Alone Again, NaturallyThe days seem to fly by. We have been traveling on our own for several days – four or five? I have lost track. We like meeting up and traveling with friends but it is also nice to be completely alone from time to time. Today we will meet up again with Sandpiper and Another Bill if all goes well. We are not sure what Boondocker is planning.
When we left Echo Bay we did some salmon fishing on our way to Waddington Bay to see Sandpiper. This has been a completely different year for us. We are not only fishing, but we are catching! The cohos (silvers) and springs or chinooks (kings) have been in at Cramer Passage and we caught 3 nice fish in no time! Lost several but the fishing was really good.
After a very windy and crowded night at Waddington Bay with Sandpiper we went our separate ways. We actually went back 5 miles to where we had fished the day before and caught a couple cohos and a chinook in exactly the same spot as the day before. We then took off for what we call the Indian Village. It’s real name is Karlukwees and it is an abandoned village where Mother Nature is claiming everything back. When we first started coming to Karukwees in the 1980s there was a dock and nice secure pilings. Over the years everything just aged and disappeared. We anchored and tied a stern line to a big rock and hoped for the best. It turned out to be a really nice night. Gar cranked up his music on the bridge, we danced a little and enjoyed the heck out of it. The next morning the tide was barely low enough for some clamming and we played the annual golf tournament, the Karlukwees Open. I was guaranteed at least a 2nd place finish. And that is what I got. After the clamming and ‘golf’ we headed to Minstrel Island to see if there would be a spot at the deserted Minstrel Island resort docks. There was only one sailboat there so we tied and and spent the next two days there. Minstrel Island Resort used to be ‘the place’ to go to but things changed – some hard times, some not so good management, so issues with the RCMP (if you believe the rumors) and it was abandoned very abruptly years ago with bedding, dishes, clothes, tools, etc., all left behind. We have heard that the owners were arrested but we also heard they got out in the nick of time before arrest. We will probably never know the real story.
Adjacent to the old resort is a place called Sail Cone Lodge. After looking over at it for years we walked over and asked if we could look around. It is a nicely maintained little resort that have guests flown in for whale watching, bear watching and fishing trips. They had about 12 guests one of the days we were there.

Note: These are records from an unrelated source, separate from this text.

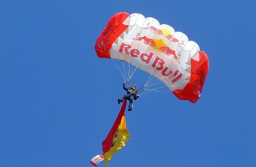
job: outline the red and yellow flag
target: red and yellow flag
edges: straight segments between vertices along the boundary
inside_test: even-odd
[[[108,166],[107,162],[111,159],[114,153],[124,147],[130,138],[130,135],[126,127],[124,115],[126,103],[126,100],[125,100],[113,126],[102,143],[103,153],[106,167]]]

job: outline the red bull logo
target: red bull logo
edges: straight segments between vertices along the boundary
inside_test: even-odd
[[[151,64],[151,66],[157,70],[161,71],[161,73],[164,76],[171,76],[170,75],[173,74],[173,77],[170,77],[170,78],[173,78],[173,79],[171,81],[172,83],[174,83],[182,76],[182,74],[181,73],[180,73],[180,74],[177,76],[178,74],[180,72],[178,70],[177,70],[173,74],[173,72],[172,71],[169,69],[167,67],[164,66],[164,61],[161,60],[160,57],[158,56],[156,56],[155,58],[153,56],[154,54],[153,53],[150,52],[149,54],[147,54],[143,53],[141,54],[139,49],[135,48],[132,49],[131,47],[132,47],[129,45],[122,43],[120,46],[119,52],[123,53],[124,51],[126,54],[133,57],[139,57],[142,62],[147,64],[149,64],[150,62],[152,62],[151,61],[151,60],[154,58],[155,59]],[[165,53],[167,53],[168,54],[169,54],[169,55],[167,55],[175,54],[175,53],[173,53],[174,51],[169,48],[167,46],[161,46],[159,48],[160,49],[164,51],[163,51],[163,52],[166,52],[167,50],[167,52]]]

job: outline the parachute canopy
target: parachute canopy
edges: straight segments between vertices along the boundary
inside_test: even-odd
[[[95,46],[99,58],[126,62],[160,80],[180,100],[196,103],[209,69],[206,54],[171,26],[125,12],[109,20]]]
[[[101,155],[97,155],[91,159],[90,163],[94,166],[98,166],[99,163],[104,160],[104,156]]]

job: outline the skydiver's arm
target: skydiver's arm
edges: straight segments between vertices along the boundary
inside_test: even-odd
[[[125,83],[124,83],[123,84],[123,88],[125,90],[126,90],[126,91],[128,91],[128,89],[126,88],[126,87],[125,87]]]

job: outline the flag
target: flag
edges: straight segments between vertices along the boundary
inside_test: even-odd
[[[113,154],[124,147],[130,138],[126,127],[124,115],[126,104],[126,100],[125,100],[113,126],[102,142],[104,160],[106,167],[108,166],[107,162],[111,159]]]

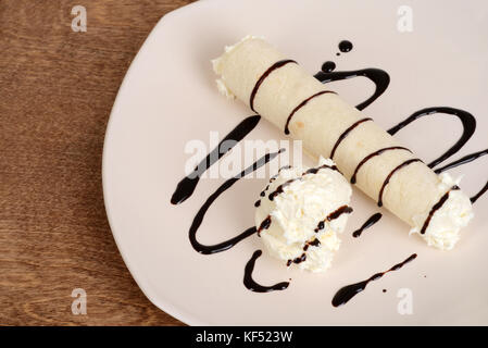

Garry was doing OK but not great prawning so we waffled on how long to stay there. We also watched and listened to the weather on the Johnstone Straits trying to decide best time to head back to Desolation Sound. We had good texting while at Minstrel so knew that Sandpiper, Boondocker and Another Bill were in Forward Harbor, already down the Straits and they were all deciding where to go next.
We finally decided to leave Saturday and were debating where to go. Pt. Harvey? Forward Harbor? Cordero? Big Bay? Definitely not Blind Channel. Not our favorite place and we had already been there once.
We passed Pt. Harvey by because the Straits were so calm we headed down them. We passed Forward Harbor because the Whirlpool Rapids were running in our favor. We kept going through Green Point rapids at slack and had almost decided on Big Bay when we spotted a place called Denham Bay. I had seen the sign on the way north, but we didn’t check it out at the time. Anyway, we ended up spending the night there and had an absolute blast. Owners Pete and Sarah leased a nice chunk of land and in 2006 started clearing and building. They have four really cute guest cabins, decent docks for a few boats, good wifi, good water and super good hosts. They built the most amazing outdoor covered kitchen area. The cabins don’t have kitchens, just bathrooms so guests bring in food in cook in the outdoor kitchen. All basic things are supplied like oil, butter, salt, pepper so guests just bring in their meats, etc., in coolers. They recently built an outdoor pizza oven. Sarah used to be the pastry chef at Dent Island lodge and she plans on using the pizza oven for baking pastries, too. Pete is also a fishing guide and they have lots of guide friends who stop by so Gar was told where he could maybe catch a halibut. The salmon are in here but we don’t need any more and would love one more halibut.
I was able to text Yvonne yesterday when I heard that they and Another Bill were going to Big Bay and asked her to make a reservation for us there today (Sunday) so we will be heading that way when the rapids through Dent and Gillard are slow enough for us to comfortably go through.